Robo advice can provider lower and more transparent fees, increased simplicity and a proposition in tune with the ever increasing appetite of tech savvy Millennials, Generation X/Y/Z and even Baby Boomer ‘silver surfers’ for the provision of slick efficient technology solutions to meet their needs.

HOWEVER Robo advice is not a wealth management silver bullet. The 800 pound gorilla in the room is a lack of confidence in typically relatively unproven underlying portfolios with limited real world track record. Investors need to feel entirely comfortable with the actual performance over an extended period of time of the specific portfolios their money will end up in including how the thing will stand up to acute and chronic market stress. However many of the robo firms cannot provide this peace of mind because their firm is relatively new.

 

Cyborg Gorilla

Robo advice firms typically try to address this shortcoming by espousing the CVs of the discretionary teams behind the portfolios or the eggheads who have built the algorithms that power the asset allocation of the more automated robo advice firms.

A significant degree of caution is advisable here. The list of asset managers that have claimed to have previously constructed portfolios that were ‘the next best thing since sliced bread’ as a marketing hook for a new set of portfolios which have then not delivered is long and distinguished.

The obvious remedy for this particular issue is to be wary of “simulated” or “historically projected” performance that show appetizing returns that ‘would’ have been achieved if the money managers had been running the portfolios the robo proposition offers.

There is no substitute for investing into the very portfolios that have an extended real world track record. There are robo asset managers that have managed to eke out impressive annual returns in the actual portfolios that the robo feeds directly into over a period that includes the 2008 crisis. Seek these firms out.

It’s worth noting that in the scenario where an existing financial adviser is white labelling the services of a robo partner provider, then the investor must be able to look through and interrogate the real world credentials of the firm that will actually be making the investment decisions.

Why Should IFAs Embrace Rather than Fear the Rise of Robo-Advice?

Many advisers see robo-advice as a disruptive and potentially disintermediating threat. But robo-advice can instead enhance an IFA’s business model and improve client outcomes.

The answer is founded on the fact that robo-advice is a reality that is only going to get bigger and stronger which means that trying to turn back the tide King Canute style is not going to work. Far better to take advantage of this development as a revenue generating opportunity that can also improve client service.

For IFAs, the blending into their existing service mix a complimentary robo-advice type service can provide some very attractive benefits. It provides a viable solution, blessed by the regulators, for the ‘advice gap’ and so called ‘orphans’ who are not commercially viable as IFA clients in the traditional model.

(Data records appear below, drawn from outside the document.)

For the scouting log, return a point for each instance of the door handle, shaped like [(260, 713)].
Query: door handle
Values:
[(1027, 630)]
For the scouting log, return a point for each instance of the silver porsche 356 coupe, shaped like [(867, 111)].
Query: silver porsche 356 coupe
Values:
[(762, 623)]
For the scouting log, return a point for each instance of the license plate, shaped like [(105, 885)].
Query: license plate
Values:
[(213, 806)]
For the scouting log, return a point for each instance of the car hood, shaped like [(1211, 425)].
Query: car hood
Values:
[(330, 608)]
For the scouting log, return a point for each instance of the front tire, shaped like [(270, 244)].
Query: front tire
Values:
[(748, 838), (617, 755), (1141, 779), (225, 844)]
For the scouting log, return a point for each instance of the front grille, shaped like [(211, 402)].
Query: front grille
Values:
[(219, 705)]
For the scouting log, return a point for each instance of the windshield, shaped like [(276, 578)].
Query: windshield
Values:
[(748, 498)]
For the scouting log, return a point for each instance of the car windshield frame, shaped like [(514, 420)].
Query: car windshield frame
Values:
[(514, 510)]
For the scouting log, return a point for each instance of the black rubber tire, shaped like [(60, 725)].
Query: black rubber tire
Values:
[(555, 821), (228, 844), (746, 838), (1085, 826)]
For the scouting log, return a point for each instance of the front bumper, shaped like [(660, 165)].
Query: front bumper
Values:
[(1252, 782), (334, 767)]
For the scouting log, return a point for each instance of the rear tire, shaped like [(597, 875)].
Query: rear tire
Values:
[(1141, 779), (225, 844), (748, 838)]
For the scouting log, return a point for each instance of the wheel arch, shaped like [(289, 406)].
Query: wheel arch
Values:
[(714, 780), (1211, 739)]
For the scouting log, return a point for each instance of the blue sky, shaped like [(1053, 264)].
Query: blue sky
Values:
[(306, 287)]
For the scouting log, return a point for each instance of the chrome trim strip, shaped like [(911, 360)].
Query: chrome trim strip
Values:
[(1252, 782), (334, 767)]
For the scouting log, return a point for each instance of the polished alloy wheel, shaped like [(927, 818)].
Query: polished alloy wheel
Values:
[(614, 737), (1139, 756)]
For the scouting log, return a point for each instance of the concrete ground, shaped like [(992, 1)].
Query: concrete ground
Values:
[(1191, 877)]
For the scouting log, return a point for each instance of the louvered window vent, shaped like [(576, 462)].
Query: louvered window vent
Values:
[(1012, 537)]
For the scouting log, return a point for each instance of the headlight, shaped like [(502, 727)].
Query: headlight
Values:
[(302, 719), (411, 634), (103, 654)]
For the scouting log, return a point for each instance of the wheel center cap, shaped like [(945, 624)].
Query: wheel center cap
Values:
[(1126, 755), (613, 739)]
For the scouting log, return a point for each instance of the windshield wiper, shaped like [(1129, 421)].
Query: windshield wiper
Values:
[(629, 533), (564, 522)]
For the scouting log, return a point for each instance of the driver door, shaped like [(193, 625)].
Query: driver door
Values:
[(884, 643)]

Additionally a Robo-advice offering can offer a scalable entry point for clients many of whom will need face-to-face advice in the future on tax planning, pensions, mortgages etc thus allowing an IFA to compete with the banks in this space on a level playing-field.

The simplest and most cost effective route for an IFA to add a robo-advice string to their bow is to partner with a provider that can deliver a white-labelled full robo package that includes the technology and the underlying investment management prowess and track record. More on that in a future blog!

It’s worth pointing out that robo-advice is not necessarily just for those with a smaller nest egg. Many wealthy investors are keen to minimize the amount of fees that an investment portfolio costs per year as part of their approach to maximise overall returns achieved over time. These type of investors would typically be laser focused on maximizing the positive impact of the magic of compounding which they see as diluted by every pound that is extracted. An IFA offering a robo-advice proposition is able to provide a genuine solution for those looking for the most cost effective way to have their investments managed in a diversified portfolio by expert money managers.

Now is the time to embrace the emergence of robo-advice which gives the IFA a revenue generating USP to deliver to a wider target market a proven track record in delivering medium to long term top quality asset allocation with the aim of growing clients’ wealth over time.